Notre culture est différente, au niveau des lignées comme des pratiques vis-à-vis de l’année à 2ans. Il faut l’accepter, tout en nous améliorant sur ce point. Je pense que c’est plus une question de chevaux que d’entraînement. Tout en sachant que notre tradition de prudence à 2ans garantit une marge de progression qui est reconnue, en particulier pour l’exportation. Je ne pense pas qu’il faut copier ce qui se fait ailleurs.

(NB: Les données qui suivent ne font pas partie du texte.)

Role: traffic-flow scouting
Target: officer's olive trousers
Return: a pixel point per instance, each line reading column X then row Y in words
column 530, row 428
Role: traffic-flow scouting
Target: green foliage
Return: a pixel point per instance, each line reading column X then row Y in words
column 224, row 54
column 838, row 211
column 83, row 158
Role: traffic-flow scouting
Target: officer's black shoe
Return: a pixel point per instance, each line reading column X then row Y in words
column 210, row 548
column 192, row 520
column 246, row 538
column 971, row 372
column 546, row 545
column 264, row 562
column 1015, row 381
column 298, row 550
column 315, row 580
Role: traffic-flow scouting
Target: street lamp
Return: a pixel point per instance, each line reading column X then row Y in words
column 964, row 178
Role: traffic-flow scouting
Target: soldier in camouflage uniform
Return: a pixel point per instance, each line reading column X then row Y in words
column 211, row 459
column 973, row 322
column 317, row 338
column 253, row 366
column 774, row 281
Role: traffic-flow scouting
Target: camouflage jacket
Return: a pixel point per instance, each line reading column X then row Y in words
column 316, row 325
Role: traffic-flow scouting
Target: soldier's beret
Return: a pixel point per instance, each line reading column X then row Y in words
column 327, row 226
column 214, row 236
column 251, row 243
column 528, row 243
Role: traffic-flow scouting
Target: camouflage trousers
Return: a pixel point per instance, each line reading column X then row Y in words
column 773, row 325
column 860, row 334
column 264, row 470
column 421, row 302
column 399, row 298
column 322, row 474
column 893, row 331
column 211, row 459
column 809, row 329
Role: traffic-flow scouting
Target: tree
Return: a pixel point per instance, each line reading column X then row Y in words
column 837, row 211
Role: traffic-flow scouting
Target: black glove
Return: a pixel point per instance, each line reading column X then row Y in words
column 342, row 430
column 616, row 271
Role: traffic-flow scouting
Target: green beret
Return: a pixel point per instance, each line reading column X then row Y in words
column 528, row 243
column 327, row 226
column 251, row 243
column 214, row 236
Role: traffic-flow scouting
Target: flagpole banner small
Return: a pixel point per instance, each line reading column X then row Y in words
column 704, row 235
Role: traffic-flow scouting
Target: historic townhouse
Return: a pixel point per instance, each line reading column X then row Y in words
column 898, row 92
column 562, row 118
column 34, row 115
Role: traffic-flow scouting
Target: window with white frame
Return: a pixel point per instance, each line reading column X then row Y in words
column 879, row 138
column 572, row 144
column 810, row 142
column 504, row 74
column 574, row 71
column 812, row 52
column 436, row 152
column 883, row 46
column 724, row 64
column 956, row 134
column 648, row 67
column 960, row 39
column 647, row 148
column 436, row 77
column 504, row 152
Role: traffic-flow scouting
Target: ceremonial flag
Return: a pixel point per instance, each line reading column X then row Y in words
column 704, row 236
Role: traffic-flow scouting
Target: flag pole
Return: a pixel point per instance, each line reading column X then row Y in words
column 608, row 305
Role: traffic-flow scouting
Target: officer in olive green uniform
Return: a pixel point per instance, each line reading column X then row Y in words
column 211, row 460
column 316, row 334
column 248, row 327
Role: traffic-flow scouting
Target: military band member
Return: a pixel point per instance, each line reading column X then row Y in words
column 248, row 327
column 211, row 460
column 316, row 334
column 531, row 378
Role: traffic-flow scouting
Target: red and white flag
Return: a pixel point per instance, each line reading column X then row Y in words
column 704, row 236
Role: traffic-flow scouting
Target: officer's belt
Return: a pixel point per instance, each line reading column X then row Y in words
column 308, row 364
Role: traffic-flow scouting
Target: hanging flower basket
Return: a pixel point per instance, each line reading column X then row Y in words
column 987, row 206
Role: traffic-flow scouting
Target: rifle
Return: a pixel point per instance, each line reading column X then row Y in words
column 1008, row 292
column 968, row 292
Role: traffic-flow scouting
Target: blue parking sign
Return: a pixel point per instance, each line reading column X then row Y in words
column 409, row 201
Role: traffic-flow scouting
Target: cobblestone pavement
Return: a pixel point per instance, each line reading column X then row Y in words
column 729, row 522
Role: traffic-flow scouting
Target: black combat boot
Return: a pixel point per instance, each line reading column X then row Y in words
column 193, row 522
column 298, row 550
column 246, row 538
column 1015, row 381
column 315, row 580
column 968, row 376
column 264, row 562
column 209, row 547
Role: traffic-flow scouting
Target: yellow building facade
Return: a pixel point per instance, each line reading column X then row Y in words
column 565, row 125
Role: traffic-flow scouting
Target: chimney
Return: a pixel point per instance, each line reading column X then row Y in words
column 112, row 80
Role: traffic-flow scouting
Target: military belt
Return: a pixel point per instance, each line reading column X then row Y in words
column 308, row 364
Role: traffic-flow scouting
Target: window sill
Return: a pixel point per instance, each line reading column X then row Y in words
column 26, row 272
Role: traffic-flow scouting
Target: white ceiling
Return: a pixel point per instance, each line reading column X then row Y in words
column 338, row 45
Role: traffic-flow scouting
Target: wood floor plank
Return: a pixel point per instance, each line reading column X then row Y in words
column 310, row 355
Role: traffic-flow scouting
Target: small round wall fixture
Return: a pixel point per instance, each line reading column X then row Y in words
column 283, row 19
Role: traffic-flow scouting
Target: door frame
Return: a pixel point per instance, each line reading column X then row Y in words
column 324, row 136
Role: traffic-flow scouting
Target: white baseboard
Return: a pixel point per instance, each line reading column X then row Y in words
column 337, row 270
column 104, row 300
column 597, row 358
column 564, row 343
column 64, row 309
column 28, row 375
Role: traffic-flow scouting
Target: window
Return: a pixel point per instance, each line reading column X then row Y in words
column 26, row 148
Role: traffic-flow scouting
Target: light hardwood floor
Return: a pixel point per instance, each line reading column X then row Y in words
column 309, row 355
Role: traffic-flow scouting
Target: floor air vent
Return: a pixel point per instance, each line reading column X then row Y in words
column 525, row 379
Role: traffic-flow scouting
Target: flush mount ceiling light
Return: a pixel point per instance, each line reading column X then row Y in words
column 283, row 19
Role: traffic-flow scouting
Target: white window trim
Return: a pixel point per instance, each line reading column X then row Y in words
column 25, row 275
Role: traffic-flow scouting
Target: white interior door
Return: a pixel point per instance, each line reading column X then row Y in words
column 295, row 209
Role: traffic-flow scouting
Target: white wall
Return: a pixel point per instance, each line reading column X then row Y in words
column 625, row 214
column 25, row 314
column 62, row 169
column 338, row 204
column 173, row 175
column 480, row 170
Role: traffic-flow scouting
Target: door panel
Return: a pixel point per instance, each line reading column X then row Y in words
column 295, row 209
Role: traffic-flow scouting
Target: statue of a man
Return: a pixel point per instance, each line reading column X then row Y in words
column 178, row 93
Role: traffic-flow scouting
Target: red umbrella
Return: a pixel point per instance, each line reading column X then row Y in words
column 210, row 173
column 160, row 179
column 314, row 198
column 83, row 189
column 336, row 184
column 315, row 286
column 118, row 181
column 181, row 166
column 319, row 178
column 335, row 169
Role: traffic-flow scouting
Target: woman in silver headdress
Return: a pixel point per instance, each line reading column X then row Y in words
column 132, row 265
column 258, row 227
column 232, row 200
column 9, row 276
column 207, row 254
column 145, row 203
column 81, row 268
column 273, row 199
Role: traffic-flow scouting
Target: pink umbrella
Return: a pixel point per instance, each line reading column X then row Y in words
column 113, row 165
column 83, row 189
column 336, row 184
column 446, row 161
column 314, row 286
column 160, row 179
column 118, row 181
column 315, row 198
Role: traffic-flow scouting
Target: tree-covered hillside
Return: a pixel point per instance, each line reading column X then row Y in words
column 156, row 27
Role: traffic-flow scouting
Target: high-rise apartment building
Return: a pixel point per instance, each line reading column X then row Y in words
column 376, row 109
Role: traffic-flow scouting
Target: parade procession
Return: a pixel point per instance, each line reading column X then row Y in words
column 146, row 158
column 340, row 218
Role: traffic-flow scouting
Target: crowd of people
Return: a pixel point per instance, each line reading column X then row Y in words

Et en cette fin d’année, j’ai ressenti un vrai dynamisme des acteurs français malgré le contexte. Notre pays a des jeunes, de l’enthousiasme, des gens qui s’associent, qui tentent… c’est positif. Bien aidée par ses allocations, la France des courses a une vraie carte à jouer. En comparaison, j’ai trouvé l’Angleterre un peu morose, un peu inquiète, avec une moins grande diversité d’acteurs, moins de jeunes notamment. Il se passe des choses positives en France et cela doit tirer tout le monde vers le haut.

En 2020, Étreham a beaucoup soutenu l’obstacle, sponsorisant des courses du Pin à Auteuil. Pourquoi ?

Les éleveurs sont nos partenaires et nous souhaitons aller dans leur sens. En tant qu’étalonniers, en obstacle, nous avons trouvé qu’il était intéressant de sponsoriser des courses. Nous sommes en train de chercher une manière de procéder en plat.

Une chose que ce métier m’a apprise, c’est qu’on ne peut pas espérer gagner tout seul. Il est toujours profitable d’entreprendre dans un marché et dans un secteur d’activité sain, en progrès.

Et humainement, sponsoriser des courses a du sens. C’est l’occasion d’échanger, de rencontrer… Cela donne du sens à notre activité. J’espère que d’autres tenteront cette aventure. France Galop a un rôle à jouer en allant voir les acteurs de la filière. Sponsoriser est à la portée de toutes les structures et c’est très positif.